こんなことしてる場合じゃない、早く帰って寝ないと。そう思うのに、手は勝手にドアノブを回し開けてしまった。
カランカラン、と低い鐘の音がして、中に入ればそこはなんとも不思議な空間だった。
暖炉がぱちぱち、と音を立て部屋の中を優しく照らす。アンティーク調の家具が異国感を漂わせるが、どこか安心するような、懐かしいような気がして肩の力が抜ける。
いや、でもそれよりも気になるのはさっきからそこら辺を飛んでいる羊みたいな生き物と海月みたいなやつらだ。ふわふわとゆらゆらと縦横無尽に飛び回っている。
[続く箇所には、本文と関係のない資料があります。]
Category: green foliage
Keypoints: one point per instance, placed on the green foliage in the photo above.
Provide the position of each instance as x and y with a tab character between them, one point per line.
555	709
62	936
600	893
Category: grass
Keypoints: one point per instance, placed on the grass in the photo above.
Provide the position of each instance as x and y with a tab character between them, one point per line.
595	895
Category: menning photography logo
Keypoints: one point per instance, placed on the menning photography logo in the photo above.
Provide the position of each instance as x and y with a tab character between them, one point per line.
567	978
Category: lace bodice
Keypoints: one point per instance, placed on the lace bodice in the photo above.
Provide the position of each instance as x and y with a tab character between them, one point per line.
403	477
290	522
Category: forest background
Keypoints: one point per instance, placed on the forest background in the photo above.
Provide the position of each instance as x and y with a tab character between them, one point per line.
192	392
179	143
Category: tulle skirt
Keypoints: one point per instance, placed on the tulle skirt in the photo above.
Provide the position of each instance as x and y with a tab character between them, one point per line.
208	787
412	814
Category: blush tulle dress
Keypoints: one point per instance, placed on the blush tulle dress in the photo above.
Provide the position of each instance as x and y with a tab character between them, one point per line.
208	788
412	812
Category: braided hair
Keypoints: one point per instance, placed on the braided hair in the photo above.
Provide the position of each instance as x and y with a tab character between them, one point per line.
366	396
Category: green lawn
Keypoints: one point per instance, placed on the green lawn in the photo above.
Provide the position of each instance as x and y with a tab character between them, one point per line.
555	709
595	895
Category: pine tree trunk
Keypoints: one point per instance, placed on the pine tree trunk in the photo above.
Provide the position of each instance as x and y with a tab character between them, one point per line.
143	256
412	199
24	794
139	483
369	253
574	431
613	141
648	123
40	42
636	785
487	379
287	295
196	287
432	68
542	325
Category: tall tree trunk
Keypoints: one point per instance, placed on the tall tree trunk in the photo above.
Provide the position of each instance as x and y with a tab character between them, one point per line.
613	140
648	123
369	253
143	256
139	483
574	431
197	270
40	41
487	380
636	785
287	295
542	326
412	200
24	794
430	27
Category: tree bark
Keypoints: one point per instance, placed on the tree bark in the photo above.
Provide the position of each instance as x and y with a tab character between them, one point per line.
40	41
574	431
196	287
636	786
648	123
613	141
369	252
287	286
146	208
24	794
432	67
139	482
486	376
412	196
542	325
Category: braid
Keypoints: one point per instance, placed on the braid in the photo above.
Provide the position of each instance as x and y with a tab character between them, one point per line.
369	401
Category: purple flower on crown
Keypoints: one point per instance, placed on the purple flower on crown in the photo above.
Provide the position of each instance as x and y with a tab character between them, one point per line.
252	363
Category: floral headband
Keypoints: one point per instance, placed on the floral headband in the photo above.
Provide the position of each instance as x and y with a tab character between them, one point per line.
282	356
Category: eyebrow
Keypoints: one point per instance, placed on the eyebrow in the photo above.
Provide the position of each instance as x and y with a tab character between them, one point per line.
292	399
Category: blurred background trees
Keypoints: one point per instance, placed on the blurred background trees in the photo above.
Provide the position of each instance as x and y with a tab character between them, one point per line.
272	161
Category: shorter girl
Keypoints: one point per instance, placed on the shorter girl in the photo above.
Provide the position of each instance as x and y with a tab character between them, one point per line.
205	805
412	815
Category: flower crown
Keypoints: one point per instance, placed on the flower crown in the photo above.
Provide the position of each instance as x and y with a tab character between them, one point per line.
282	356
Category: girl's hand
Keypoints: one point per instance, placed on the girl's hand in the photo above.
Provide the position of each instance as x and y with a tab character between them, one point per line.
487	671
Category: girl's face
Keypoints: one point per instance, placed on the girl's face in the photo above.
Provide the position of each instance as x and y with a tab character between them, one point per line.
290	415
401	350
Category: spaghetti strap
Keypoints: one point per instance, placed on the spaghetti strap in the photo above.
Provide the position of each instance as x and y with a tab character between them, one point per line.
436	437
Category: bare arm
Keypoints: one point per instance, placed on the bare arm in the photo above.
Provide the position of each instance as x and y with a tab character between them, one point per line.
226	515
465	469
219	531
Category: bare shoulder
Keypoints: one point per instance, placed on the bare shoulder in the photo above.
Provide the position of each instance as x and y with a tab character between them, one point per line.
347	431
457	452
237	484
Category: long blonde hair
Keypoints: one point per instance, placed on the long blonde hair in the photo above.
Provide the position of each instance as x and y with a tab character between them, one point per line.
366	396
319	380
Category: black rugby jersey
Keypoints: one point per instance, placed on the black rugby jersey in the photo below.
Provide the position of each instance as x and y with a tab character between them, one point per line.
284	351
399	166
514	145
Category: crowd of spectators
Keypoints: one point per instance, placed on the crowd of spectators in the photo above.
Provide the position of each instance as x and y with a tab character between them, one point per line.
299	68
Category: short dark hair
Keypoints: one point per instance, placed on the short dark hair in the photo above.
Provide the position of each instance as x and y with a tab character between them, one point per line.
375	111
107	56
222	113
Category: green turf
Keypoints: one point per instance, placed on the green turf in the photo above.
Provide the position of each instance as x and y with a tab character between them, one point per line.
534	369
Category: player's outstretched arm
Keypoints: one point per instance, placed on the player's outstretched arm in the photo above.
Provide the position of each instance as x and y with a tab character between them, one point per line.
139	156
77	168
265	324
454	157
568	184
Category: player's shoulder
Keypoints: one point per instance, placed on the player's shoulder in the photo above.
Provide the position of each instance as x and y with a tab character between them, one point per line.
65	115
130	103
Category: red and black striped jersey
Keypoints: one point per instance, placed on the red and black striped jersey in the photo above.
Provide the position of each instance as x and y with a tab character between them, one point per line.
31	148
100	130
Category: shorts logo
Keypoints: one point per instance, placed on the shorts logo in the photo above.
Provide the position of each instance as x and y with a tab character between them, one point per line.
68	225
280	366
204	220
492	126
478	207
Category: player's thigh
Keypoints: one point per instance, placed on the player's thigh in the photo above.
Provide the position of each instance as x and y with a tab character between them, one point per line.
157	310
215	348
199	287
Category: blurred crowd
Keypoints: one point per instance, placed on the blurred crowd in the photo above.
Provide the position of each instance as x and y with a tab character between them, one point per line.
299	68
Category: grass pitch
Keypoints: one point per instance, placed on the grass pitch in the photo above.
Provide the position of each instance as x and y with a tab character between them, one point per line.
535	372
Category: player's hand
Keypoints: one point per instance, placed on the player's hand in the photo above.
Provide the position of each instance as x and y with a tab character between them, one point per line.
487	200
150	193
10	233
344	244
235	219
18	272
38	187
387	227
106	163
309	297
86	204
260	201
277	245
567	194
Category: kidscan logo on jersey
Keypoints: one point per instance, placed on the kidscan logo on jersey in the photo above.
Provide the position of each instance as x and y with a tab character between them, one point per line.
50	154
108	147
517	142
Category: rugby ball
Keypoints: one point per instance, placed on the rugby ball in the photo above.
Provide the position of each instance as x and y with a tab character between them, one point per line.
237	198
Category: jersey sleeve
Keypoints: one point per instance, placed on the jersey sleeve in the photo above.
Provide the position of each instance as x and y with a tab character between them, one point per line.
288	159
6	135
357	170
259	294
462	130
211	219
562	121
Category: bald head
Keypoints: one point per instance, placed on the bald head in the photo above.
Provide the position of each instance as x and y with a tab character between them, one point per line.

疲れすぎて幻覚でも見ているのだろう。そう本気で思えるくらいにはありえないものだったし、疲れていた。
「いらっしゃいませ、ようこそミッドナイトへ」
奥から一人の女性がそう言ってやって来た。人間離れした美貌に見惚れそうになり、その耳が妖精のように尖っているから、やっぱり夢でも見ているのだろう。
「眠れないのですか?」
「へ……?」
「眠れないから、ここへ来たのでしょう?」
「むしろここが夢では?」
「ふふふ、面白いことを言うんですね。夢じゃありませんよ」
そう言われて、なんとなく頬をつねればちゃんと痛かった。別の意味で倒れそうになったのは言うまでもない。
運良く、なのかそのままソファに座り込む形になる。ふかふかのそれは今まで座ったどの椅子よりも柔らかかった。
一匹の羊がふわー、とやって来て膝の上に収まる。クッションのように抱きしめれば、小さくめぇー、と鳴いた。
「眠たいはずなのに、眠れないんです」
気がつけば、そうこぼしていた。ろくに眠れていないのに、いざ寝ようとすると逆に目が冴えて、夜中に何度も目が覚めたりして、満足に眠れていなかった。
ぽつぽつ、とそう話せば、女性は優しく微笑んだ。
「あなたにぴったりな子がいるんです」
そう言って、女性はおいで、と誰かを手招きした。やって来たのは、幼い女の子だった。礼儀正しくお辞儀をして、微笑む顔はどこか大人びている。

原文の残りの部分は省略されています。